Dreamora(Posted 2007) [#6]
funny is, that does not make a difference.

I've created an extended driver as I assumed it would make a difference as well, if you could "lock" the drawing texture and just add geometry to one glBegin call.

But it didn't
Even on my crappy GMA900 the difference were only 2 FPS ...

Do not ask me why it does not make a real difference. perhaps I did something wrong, although I'm quite sure that I am capable of looping through an array and call the correct glbegin / end stuff.

Thats why I came to the conclusion that it only makes sense if we introduced real depth and could just create "1 mesh" per texture and use that one ...


Jake L.(Posted 2007) [#7]
Dreamora is right, I did those tests as well and found no real difference, with a few exceptions:

Keeping surfacecount (Images) low and drawing only portions of a texture instead (by messing with the UVs) DOES make a difference.

Also, Vertexbuffers are faster if you don't update them very often, say for backdrops or static text.

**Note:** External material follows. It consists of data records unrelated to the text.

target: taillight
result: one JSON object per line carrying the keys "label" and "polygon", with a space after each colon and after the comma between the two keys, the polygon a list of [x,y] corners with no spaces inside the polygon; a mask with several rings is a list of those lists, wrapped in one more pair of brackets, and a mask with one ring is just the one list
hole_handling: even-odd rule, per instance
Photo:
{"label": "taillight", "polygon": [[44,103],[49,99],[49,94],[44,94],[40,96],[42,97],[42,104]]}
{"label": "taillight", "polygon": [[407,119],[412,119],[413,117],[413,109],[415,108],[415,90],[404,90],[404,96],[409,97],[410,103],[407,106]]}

Dreamora(Posted 2007) [#8]
Jupp the "DrawImageArea" approach is far supperior to the approach of using VertexArrays and the like for dynamic things.

The only real usage of the "glBegin - glEnd" would be when you use a tilemap system combined with the DrawImageArea approach. In that case it would seriously boost the whole thing, I'm sure (make the vertex data visible tiles + 2 on all borders and you can keep it for quite some time)

But not for those things where single surface / batching normally is used like particle systems etc


FlameDuck(Posted 2007) [#9]
he claims that I am hugely unoptimized with my rendering pipeline.
He is correct.

if BlitzMax had to do this for you and still keep the order of your draw commands resulting in the same order on screen it'd have a lot more to do.
Not really. You just need a insertion ordered map (like the LinkedHashMap in Java).

Even on my crappy GMA900 the difference were only 2 FPS ...
That's odd, because on my crappy GeForce 6800 Go I got more than a factor 2 improvement on a similar test.


N(Posted 2007) [#10]
Your rendering pipeline is unoptimized- it could be worse, but in order for that to be true you would have to intentionally make it worse. You're pretty much at the bottom of the ladder here in performance. This is not necessarily your fault, however, seeing as how you didn't write the 2D code (I assume you didn't, anyway, since I'm doubtful that you wrote your own 2D renderer or Max2D implementation).

BRL are the ones who wrote the 2D code for BMax, and for some reason they neglected to think about any form of optimization. Writing a decent and basic 2D renderer (right now you just have basic, to point out the difference) is not difficult, and that BRL hasn't done it is really just laziness on their part, not because it's troublesome.


Chroma(Posted 2007) [#11]
Bye Noel. /wave


Dreamora(Posted 2007) [#12]
Noel: I'm not sure if it really was lazyness and not just the attempt to make sure its real OGL 1.2 compliant and works even on the OGL 1.1 emulation on XP (which it in fact does!)

Opting it further would only have made sense if it added features that really benefited from it. But that would mean that things like Render to texture, tilemaps, chunked texture etc would have been needed to really make use of it (similar to TGB)

Not with the pure Blitz 2D wrap it is.


ImaginaryHuman(Posted 2007) [#13]
They could have done better even with GL1.1 compatibility, like at least tracking of textures and state and batch rendering and vertex arrays.


N(Posted 2007) [#14]
Noel: I'm not sure if it really was lazyness and not just the attempt to make sure its real OGL 1.2 compliant and works even on the OGL 1.1 emulation on XP (which it in fact does!)

Opting it further would only have made sense if it added features that really benefited from it. But that would mean that things like Render to texture, tilemaps, chunked texture etc would have been needed to really make use of it (similar to TGB)

Not with the pure Blitz 2D wrap it is.
Optimizing it further and maintaining even 1.1 compatibility would be incredibly easy. This is laziness, don't mistake it for something akin to a wise design decision that benefits you.